The above examples are only intended to illustrate the technical solution of the present invention, but not to limit it; although the present invention has been described in detail with reference to the foregoing embodiments, it will be apparent to those skilled in the art that various changes may be made and equivalents may be substituted for elements thereof; and such modifications or substitutions do not depart from the spirit and scope of the corresponding technical solutions.

Claims

1. A bearing fault feature extraction method based on a matching pursuit sparse algorithm is characterized by comprising the steps of firstly collecting vibration signals of a rolling bearing, determining an attenuation range, a damping ratio range and time delay of the vibration signals, and constructing a wavelet basis function according to the attenuation range, the damping ratio range and the time delay so as to construct an over-complete dictionary in sparse representation; then, matching and tracking the vibration signal by using the over-complete dictionary to reconstruct a sparse coefficient of the vibration signal until an iteration stop condition is met; finally, the impact response time of the rolling bearing fault can be seen from the sparse coefficient, so that the impact time and the fault period can be identified.

2. The bearing fault feature extraction method based on the matching pursuit sparse algorithm as claimed in claim 1, wherein the method comprises the following steps:

the method comprises the following steps: collecting a vibration signal y of a rolling bearing as a signal to be analyzed;

step two: determining the attenuation range of the vibration signal y according to the frequency spectrum analysis of the acquired vibration signal y;

step three: determining the damping ratio range of the vibration signal y according to a Laplace wavelet correlation filtering method;

step four: determining the time delay of the acquired vibration signal y according to the acquired vibration signal y;

step five: constructing a wavelet basis function to construct an overcomplete dictionary in the sparse representation;

step six: matching and tracking the vibration signal y by adopting the over-complete dictionary in the step 5 to obtain a sparse coefficient, and reconstructing a vibration signal sparse coefficient according to the sparse coefficient until an iteration stop condition is met;

step seven: and step six, obtaining the fault impact response time of the rolling bearing according to the vibration signal sparse coefficient, so as to identify the impact time and the fault period and output a fault result.

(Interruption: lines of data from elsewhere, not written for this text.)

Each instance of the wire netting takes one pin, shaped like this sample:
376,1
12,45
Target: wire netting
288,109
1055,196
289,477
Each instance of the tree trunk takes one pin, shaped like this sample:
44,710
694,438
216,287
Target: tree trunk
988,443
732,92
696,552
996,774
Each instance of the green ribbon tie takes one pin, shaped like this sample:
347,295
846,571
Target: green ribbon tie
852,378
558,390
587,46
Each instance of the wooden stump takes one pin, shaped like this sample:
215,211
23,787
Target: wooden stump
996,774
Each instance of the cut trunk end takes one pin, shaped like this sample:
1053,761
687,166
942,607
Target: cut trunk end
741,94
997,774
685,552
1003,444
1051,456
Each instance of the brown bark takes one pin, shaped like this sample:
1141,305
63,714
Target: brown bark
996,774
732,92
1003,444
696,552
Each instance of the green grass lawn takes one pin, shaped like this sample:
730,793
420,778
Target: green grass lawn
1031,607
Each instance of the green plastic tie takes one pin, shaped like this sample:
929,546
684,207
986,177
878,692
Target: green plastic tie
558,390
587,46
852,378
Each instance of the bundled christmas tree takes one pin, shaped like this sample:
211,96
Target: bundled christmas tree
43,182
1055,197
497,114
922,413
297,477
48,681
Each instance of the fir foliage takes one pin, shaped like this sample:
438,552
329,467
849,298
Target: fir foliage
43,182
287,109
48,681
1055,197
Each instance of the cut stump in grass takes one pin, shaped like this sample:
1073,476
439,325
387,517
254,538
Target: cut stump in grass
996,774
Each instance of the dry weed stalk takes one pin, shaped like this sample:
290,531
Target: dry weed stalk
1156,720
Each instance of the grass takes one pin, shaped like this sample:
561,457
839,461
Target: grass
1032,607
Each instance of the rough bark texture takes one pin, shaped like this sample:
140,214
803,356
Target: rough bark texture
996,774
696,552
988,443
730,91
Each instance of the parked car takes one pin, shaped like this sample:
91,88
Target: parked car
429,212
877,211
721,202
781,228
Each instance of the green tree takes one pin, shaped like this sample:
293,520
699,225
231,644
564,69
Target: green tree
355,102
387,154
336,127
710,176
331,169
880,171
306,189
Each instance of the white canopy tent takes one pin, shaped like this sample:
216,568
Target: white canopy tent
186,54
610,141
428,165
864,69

3. The bearing fault feature extraction method based on the matching pursuit sparse algorithm as claimed in claim 1 or 2, wherein a threshold value C is set_oDetermining the iteration number, namely the iteration stop condition, wherein the threshold value C_oComprises the following steps:

in the formula: r is_forRepresenting the previous signal residual, r_afRepresenting the next signal residual;

the iteration is stopped when the number of iterations equals a threshold.

4. The method for extracting bearing fault features based on the matching pursuit sparse algorithm as claimed in claim 2, wherein the overcomplete dictionary in the step five is composed of Laplace wavelets with different parameters (τ, f, ζ).

5. The method for extracting bearing fault features based on the matching pursuit sparse algorithm as claimed in claim 2 or 4, wherein the Laplace wavelet adopts a Laplace wavelet real number form:

6. The method for extracting bearing fault features based on the matching pursuit sparse algorithm as claimed in claim 2, wherein in the sixth step, the vibration signal y is subjected to matching pursuit based on fast fourier transform cross-correlation to obtain sparse coefficients, and the time interval between the sparse coefficients is the fault period at each matching time.